Ce texte est écrit par la moniale Sofia, principalement, à partir d’un livret consacré au monastère de Serpoukhov, publié en russe par les Éditions de la Laure de la Trinité-Saint-Serge, en 2001.
Le récit de la glorification de cette icône miraculeuse au nom « mystérieux », qui ne se trouve que depuis peu dans le calendrier du Patriarcat de Moscou, a été écrit en 1912, dans le monastère où l’icône a été glorifiée. Il s’agit du monastère de l’Entrée au Temple de la Mère de Dieu de Serpoukhov. Ce monastère fut fondé en 1360. Le métropolite de Moscou, saint Alexis, entendit une voix venant d’une icône de la Mère de Dieu, lui demandant de fonder un monastère à son nom, près de la ville de Serpoukhov, au sud de Moscou. Le hiérarque se fit aider par un ermite qui lui était cher : le saint moine Varlaam. Et c’est ainsi que prit naissance ce saint monastère. C’était à l’origine un monastère d’hommes, qui devint féminin en 1866, sous le tsar Alexandre Ier et le métropolite de Moscou Platon.
En 1878, un paysan de la province de Toula, du district d’Ephremosk, un soldat à la retraite, avait une grande faiblesse. Il buvait toute sa pension et avait atteint un état de pauvreté très grand. Pour comble de malheur, il perdit l’usage de ses jambes ce qui ne l’empêcha pas de continuer à s’adonner à la boisson. Se trouvant dans un état de désharmonie entre l’âme et le corps, il vit une fois en songe un petit vieux à l’air vénérable qui lui dit : « Va à Serpoukhov, au monastère de la Souveraine, là-bas, dans l’église Saint-Georges, il y a une icône de la Mère de Dieu « Coupe inépuisable », demande qu’une prière d’action de grâce soit célébrée devant l’icône et tu recouvreras la santé de l’âme et du corps.
Mais le paysan, négligeant le fait que ce songe était manifestement inhabituel, ne se rendit pas à Serpoukhov. Il ne savait pas comment atteindre le monastère sans jambes et sans argent.
Alors le starets lui apparut à nouveau à deux reprises, en lui ordonnant avec une colère croissante d’obéir à son ordre. Le paysan décida alors de se mettre immédiatement en route.

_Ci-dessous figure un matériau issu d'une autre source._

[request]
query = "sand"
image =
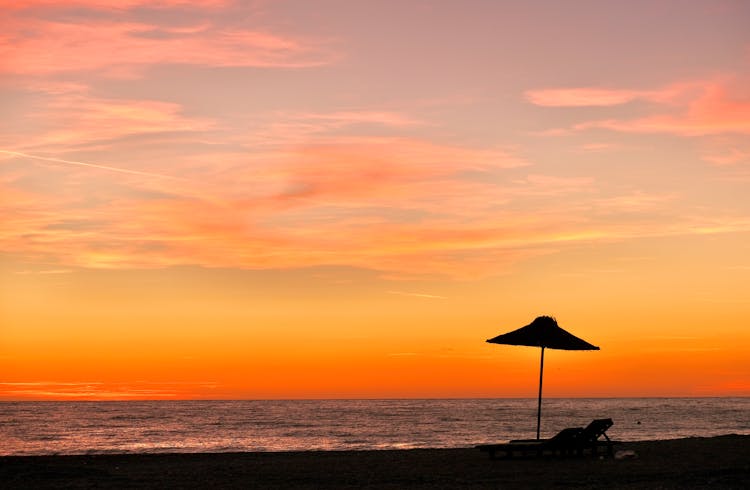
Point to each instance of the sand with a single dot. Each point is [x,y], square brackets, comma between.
[717,462]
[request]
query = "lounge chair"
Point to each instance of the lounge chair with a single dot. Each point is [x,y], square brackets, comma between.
[589,438]
[568,442]
[563,443]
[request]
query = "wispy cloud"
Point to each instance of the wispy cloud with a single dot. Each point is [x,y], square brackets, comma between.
[85,164]
[604,97]
[44,272]
[684,109]
[115,4]
[42,47]
[417,295]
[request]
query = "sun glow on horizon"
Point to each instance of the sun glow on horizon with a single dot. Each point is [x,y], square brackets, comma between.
[230,199]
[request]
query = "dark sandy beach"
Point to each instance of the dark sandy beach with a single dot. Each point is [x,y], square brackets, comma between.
[717,462]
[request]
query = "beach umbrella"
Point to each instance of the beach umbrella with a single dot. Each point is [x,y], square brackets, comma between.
[545,333]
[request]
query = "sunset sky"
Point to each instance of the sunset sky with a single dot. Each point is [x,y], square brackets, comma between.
[344,199]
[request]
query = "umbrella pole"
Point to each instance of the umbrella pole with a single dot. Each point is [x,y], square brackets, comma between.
[539,405]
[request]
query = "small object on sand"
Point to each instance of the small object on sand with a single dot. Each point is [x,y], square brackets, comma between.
[626,454]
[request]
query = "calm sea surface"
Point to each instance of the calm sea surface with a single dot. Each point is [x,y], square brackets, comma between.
[218,426]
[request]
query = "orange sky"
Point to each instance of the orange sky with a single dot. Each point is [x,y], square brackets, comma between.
[251,199]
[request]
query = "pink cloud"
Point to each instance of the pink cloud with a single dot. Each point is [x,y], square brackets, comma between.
[404,207]
[70,117]
[732,156]
[688,109]
[603,97]
[580,97]
[114,4]
[715,111]
[124,48]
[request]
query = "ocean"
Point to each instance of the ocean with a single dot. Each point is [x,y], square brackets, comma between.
[43,428]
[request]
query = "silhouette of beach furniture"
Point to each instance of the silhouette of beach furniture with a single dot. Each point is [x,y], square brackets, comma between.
[590,438]
[573,441]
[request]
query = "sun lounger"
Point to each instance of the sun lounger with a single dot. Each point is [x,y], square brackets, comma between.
[568,442]
[561,444]
[590,438]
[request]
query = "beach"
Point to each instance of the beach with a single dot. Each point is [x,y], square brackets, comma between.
[715,462]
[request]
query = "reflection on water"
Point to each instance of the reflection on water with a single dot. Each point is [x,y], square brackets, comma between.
[221,426]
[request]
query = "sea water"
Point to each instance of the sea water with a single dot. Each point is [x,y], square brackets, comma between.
[36,428]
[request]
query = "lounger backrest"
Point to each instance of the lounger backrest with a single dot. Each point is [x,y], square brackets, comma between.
[596,429]
[565,436]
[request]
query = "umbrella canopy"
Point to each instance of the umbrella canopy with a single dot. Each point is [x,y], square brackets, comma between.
[545,333]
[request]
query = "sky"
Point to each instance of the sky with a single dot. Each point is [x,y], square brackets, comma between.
[344,199]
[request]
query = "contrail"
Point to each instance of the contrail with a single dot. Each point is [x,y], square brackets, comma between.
[418,295]
[91,165]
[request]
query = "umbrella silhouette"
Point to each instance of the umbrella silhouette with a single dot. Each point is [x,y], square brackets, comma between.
[545,333]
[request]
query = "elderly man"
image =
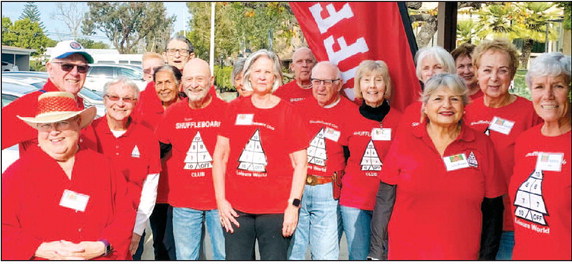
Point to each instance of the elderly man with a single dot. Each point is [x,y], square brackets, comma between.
[303,61]
[67,70]
[134,148]
[326,113]
[190,130]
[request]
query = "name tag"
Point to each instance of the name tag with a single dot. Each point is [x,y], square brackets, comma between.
[383,134]
[74,200]
[244,119]
[549,161]
[500,125]
[332,134]
[456,162]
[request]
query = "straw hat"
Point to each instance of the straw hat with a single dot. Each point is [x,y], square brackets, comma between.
[58,106]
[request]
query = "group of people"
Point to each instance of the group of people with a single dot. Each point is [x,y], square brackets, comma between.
[469,171]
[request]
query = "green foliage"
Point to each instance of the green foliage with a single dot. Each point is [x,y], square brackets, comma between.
[222,77]
[127,23]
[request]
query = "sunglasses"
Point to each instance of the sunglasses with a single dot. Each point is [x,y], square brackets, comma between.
[69,67]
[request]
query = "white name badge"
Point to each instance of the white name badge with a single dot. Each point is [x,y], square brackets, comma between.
[456,162]
[244,119]
[383,134]
[332,134]
[549,161]
[501,125]
[74,200]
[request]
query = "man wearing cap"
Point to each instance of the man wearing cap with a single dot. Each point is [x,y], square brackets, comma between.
[63,200]
[67,70]
[190,129]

Il avançait à quatre pattes. Il s’arrêtait pour se reposer, manger et reprendre des forces dans les villages qui se trouvaient sur sa route. A l’une de ces étapes, une paysanne âgée l’accueillit pour la nuit. Pour soulager ses jambes malades, elle les frictionna et elle allongea le pèlerin malade et fatigué sur le poêle. Se réveillant dans la nuit, le pèlerin eut une sensation agréable dans ses jambes malades. Il descendit avec une grande prudence du poêle et constata que, bien que faible, il pouvait tenir debout. Il attendit avec impatience le matin, désireux de poursuivre sa route… sur ses deux jambes, même si c’était en s’aidant d’un ou de deux bâtons. Mais la bonne petite vieille le retint encore vingt-quatre heures. Et c’est en s’appuyant sur un seul bâton qu’il put se rendre au monastère de la Souveraine.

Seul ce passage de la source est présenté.